In my last blog, I made the process for selecting a user and entity behavior analytics (UEBA) solution easy. Simply evaluate solutions along three axes - scalability, multi-dimensional analytics, and the integration between human and machine intelligence.
Guided by these considerations, Niara has designed a UEBA solution with a flexible architecture that delivers varying levels of machine assistance to complement analysts’ needs for behavioral analytics. As shown in Figure 1 below, Niara’s UEBA is built with 4 layers of abstraction – use case definition, feature selection, baseline profiling, and anomaly detection.
- Use Case Definition. The 1st layer defines a behavioral use case (e.g., suspicious access to critical servers) that generally requires local context.
- Feature Selection. The 2nd layer is about the selection of meaningful feature categories (e.g., time, data volume, counters, etc.,) for each use case. While feature selection is mostly a human driven effort, deep-learning algorithms (e.g., convolutional neural network) that can automatically extract discriminative features from a large volume of unlabeled training data can also be used.
- Baseline Profiling. The 3rd layer learns the “normal baseline” for each entity (i.e., user or host) for each use case along two dimensions of behavior: historical and peer-group. The former uses the entity’s own historical behavior while the latter uses common behaviors across a peer group, which can be flexibly defined (e.g. from Active Directory, user-provided input) or derived through self-learning. Niara also uses adaptive learning to incorporate analyst feedback into its behavioral models.

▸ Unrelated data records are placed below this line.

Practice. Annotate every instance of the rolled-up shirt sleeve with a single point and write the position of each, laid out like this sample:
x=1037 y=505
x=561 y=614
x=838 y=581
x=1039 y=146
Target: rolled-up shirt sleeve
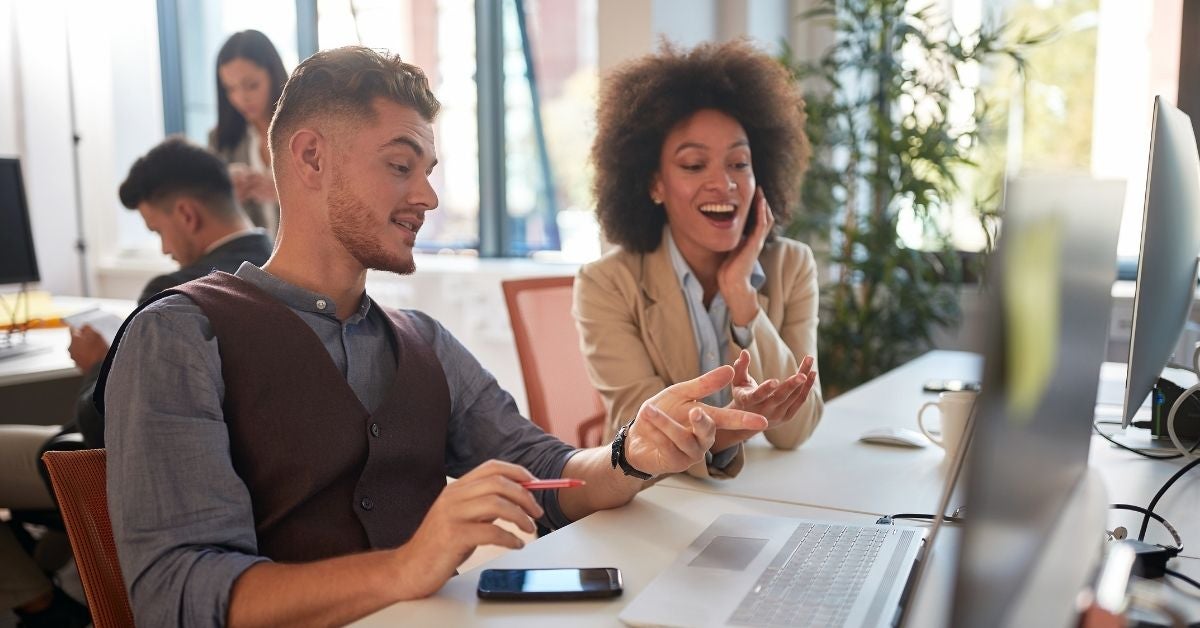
x=485 y=423
x=181 y=516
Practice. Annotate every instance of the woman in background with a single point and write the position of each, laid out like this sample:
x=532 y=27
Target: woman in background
x=699 y=154
x=250 y=79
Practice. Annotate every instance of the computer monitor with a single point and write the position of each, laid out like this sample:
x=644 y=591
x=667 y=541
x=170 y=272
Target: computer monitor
x=1167 y=262
x=1050 y=292
x=18 y=263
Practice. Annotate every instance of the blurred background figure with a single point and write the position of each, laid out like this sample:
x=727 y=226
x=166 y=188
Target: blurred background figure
x=250 y=79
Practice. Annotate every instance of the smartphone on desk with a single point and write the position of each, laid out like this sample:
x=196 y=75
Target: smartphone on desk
x=951 y=386
x=589 y=582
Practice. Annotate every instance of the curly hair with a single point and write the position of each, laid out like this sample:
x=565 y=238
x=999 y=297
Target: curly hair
x=645 y=99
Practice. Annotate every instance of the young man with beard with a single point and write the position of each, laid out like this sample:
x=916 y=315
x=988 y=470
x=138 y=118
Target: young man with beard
x=315 y=490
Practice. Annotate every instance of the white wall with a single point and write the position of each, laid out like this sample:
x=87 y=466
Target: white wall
x=42 y=109
x=631 y=28
x=10 y=141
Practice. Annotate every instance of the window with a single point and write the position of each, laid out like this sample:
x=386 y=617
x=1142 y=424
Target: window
x=550 y=71
x=1085 y=103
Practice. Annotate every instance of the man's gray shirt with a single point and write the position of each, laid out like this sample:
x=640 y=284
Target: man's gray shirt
x=183 y=518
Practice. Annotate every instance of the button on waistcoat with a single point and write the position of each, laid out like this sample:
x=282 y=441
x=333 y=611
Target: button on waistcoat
x=327 y=477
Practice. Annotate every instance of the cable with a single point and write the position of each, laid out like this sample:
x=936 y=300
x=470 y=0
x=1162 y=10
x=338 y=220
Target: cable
x=1173 y=573
x=1144 y=454
x=1162 y=491
x=1151 y=514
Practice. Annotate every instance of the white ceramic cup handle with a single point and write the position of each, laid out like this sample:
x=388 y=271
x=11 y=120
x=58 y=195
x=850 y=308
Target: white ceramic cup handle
x=921 y=423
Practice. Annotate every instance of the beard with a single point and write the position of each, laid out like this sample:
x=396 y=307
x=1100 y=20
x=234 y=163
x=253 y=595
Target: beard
x=355 y=228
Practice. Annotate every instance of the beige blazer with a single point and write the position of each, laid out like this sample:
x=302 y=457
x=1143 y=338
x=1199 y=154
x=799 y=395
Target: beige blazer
x=636 y=335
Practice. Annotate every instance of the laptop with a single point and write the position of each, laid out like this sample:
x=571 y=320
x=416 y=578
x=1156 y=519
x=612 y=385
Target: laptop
x=775 y=570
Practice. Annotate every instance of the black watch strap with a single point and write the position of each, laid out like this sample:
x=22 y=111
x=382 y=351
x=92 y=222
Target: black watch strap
x=618 y=454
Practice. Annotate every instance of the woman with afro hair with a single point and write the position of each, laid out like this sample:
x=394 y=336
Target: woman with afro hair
x=699 y=155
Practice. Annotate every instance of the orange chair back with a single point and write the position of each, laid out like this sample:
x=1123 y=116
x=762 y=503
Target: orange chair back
x=78 y=479
x=562 y=400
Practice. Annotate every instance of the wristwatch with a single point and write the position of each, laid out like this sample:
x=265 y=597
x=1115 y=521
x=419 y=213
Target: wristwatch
x=618 y=453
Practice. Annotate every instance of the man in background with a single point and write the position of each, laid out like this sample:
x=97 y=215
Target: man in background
x=185 y=196
x=184 y=193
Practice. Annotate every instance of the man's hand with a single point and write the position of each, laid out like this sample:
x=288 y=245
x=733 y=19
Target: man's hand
x=673 y=430
x=88 y=348
x=462 y=519
x=778 y=401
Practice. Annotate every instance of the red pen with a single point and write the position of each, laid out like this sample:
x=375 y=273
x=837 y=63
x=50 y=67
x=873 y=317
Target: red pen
x=541 y=485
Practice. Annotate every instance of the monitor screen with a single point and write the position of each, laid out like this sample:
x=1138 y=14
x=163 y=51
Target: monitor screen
x=18 y=263
x=1050 y=289
x=1167 y=263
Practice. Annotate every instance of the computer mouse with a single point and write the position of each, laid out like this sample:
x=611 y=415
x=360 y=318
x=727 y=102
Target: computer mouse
x=894 y=436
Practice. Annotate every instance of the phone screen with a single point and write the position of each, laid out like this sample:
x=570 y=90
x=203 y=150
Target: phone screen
x=550 y=584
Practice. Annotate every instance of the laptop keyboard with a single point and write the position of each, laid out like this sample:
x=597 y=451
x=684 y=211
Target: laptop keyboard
x=815 y=578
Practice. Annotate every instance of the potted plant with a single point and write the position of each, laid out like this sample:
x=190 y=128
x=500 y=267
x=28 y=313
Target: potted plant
x=894 y=124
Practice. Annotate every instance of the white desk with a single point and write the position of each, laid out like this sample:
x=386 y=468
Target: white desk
x=51 y=359
x=833 y=470
x=831 y=477
x=40 y=387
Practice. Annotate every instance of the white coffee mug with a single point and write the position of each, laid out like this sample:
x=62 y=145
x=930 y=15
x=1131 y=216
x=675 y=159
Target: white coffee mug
x=954 y=408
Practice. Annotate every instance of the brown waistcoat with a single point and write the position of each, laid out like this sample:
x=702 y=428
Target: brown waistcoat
x=327 y=477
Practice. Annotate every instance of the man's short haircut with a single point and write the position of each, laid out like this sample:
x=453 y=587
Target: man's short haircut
x=343 y=83
x=177 y=167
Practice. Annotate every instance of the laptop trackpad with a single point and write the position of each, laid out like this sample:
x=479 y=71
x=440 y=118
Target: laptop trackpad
x=729 y=552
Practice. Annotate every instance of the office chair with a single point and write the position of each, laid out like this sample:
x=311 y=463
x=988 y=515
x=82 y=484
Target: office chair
x=78 y=479
x=562 y=400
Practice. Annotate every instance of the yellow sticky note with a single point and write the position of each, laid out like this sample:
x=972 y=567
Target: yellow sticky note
x=1032 y=269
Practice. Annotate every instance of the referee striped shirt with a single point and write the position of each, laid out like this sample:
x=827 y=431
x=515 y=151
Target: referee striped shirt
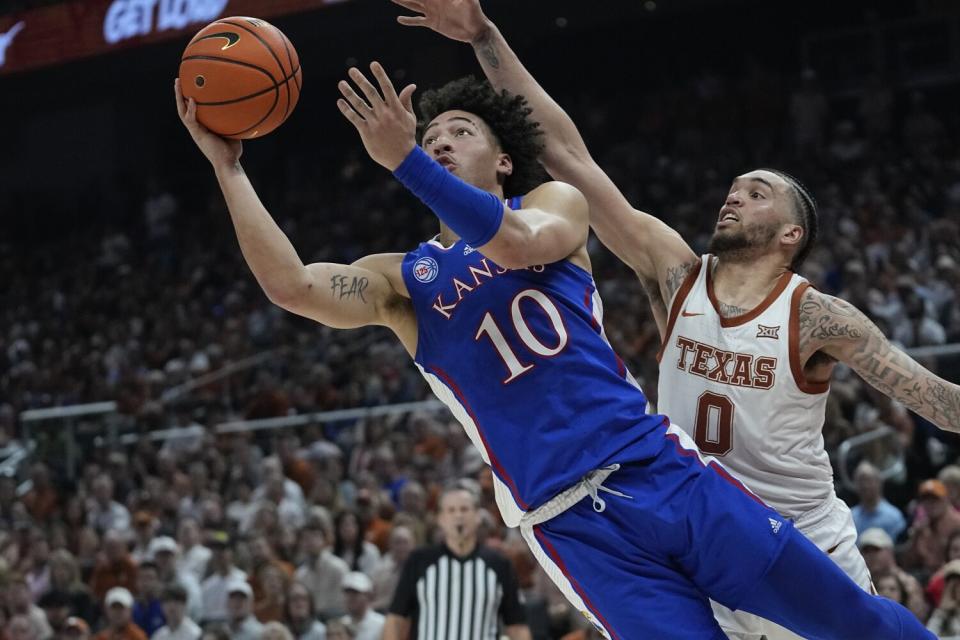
x=451 y=598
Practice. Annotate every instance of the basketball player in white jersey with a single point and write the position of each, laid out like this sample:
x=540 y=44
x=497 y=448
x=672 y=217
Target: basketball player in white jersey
x=748 y=346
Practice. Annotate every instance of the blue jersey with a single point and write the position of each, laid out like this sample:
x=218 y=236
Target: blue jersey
x=521 y=359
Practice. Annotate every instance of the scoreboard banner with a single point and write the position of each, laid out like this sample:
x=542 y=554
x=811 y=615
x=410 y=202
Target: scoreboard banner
x=82 y=28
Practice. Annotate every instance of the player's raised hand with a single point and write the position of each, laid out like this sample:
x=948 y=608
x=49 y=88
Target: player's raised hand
x=461 y=20
x=385 y=120
x=221 y=152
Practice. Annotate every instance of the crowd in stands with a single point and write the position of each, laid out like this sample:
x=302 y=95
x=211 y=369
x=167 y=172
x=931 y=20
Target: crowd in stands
x=302 y=533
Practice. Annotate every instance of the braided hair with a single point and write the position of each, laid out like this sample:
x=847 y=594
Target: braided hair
x=805 y=213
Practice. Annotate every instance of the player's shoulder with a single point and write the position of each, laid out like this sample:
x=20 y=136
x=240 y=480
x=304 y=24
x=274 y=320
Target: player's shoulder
x=817 y=305
x=555 y=194
x=496 y=559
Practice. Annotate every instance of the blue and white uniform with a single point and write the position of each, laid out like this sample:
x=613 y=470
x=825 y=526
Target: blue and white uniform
x=633 y=525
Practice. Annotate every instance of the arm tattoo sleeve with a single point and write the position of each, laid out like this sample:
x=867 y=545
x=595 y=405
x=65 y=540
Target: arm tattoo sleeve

- Anomaly Detection. The 4th layer detects behavioral anomalies for each entity through the deviation from their baselines. This part is totally automated and machine driven. Given different dimensions and types of feature vectors selected in each behavior use case, Niara has built different unsupervised machine learning models with corresponding distance (i.e., deviation) calculations to automatically detect anomalies.
Building a flexible behavioral analytics solution requires deliberate design choices and significant investment during product implementation. It’s well worth it as Niara’s analytics identify threats that evade other simplistic approaches. This payoff is enabled by three critical design choices.
As described above, we have abstracted and decoupled the use case layers (the 1st and 2nd layers), which are security context-driven, from the detection layers (the 3rd and 4th layers), which are machine learning-driven. In addition, we have done all of the heavy-lifting to pre-tune and self-tune these machine learning models, so that security analysts can start benefiting from the solution without a deep understanding of machine learning.
All four layers are built in a totally modularized fashion, so that security analysts – no matter whether they come with security or data science backgrounds – can always interact and influence the results of UEBA with their own expertise in order to improve its overall accuracy.
As explained in my last blog, a multi-dimensional UEBA solution that combines anomalous signals from different data sources can highly improve its effectiveness. Niara’s UEBA solution is built in a data-agnostic way. This means an analyst can add UEBA support for a new use case from existing or new data sources with some simple schema and use case-specific configurations.
If you compare these two different behavior use cases in the above pictures – suspicious access to critical servers (Figure 1) and suspicious access to buildings (Figure 2), you’ll find that the main difference between them is the data source, i.e., the first is from either server logs or network packets and the second is from badge reader logs. Except that, both use cases are monitoring the same temporal features (plus some other behavior specific features) and detecting similar behavioral anomalies.
Niara’s behavior analytics platform is built using a big data architecture, leveraging Apache Hadoop and Spark based technologies. For data persistence, we use a mix of NoSQL key-value, columnar, and time-series databases, to store a high-volume of both raw and derived data in the most efficient format for different analytics uses.
A hierarchical data processing approach enables us to break and embed different analytics requirements, e.g., feature extraction, aggregation, etc., into all stream and batch processing layers, thus minimizing the data read-write cost to achieve the best scalability.
In “The Five Characteristics of an Intelligence-Driven Security Operations Center”, Gartner’s Neil McDonald and Oliver Rochford make a central point about how they see the enterprise security operations center (SOC) evolving.
“Rather than seek full automation of all SOC activities, enterprises should seek ‘automatability’ — the capability of being automated as higher levels of confidence are achieved. Even then, analytics-driven, human-augmented security decision support systems will be used to provide the SOC analyst with the context of the recommended action, along with the details behind the verdict and recommended action.”
This is the foundation of Niara’s product vision. By designing a behavioral analytics solution that’s modular, data-agnostic and scalable, we enable organizations to achieve that “automatibility”.
Niara ships with a broad range of behavioral use cases, developed by our own security experts, leveraging the modular architecture. This enables organizations to get value from Niara immediately upon deployment. Analysts can also influence and improve the quality of behavior detections in many different ways as outlined in the blog. Plus they can also define their own behavior use cases, allowing them to extend Niara to fit their specific requirements.
With Niara, it’s not about replacing security analysts with automated systems (which is what resonated with Drew Conry-Murray of Packet Pushers who wrote this article about Niara). Rather, it’s about enabling organizations to make optimal use of scarce SOC resources.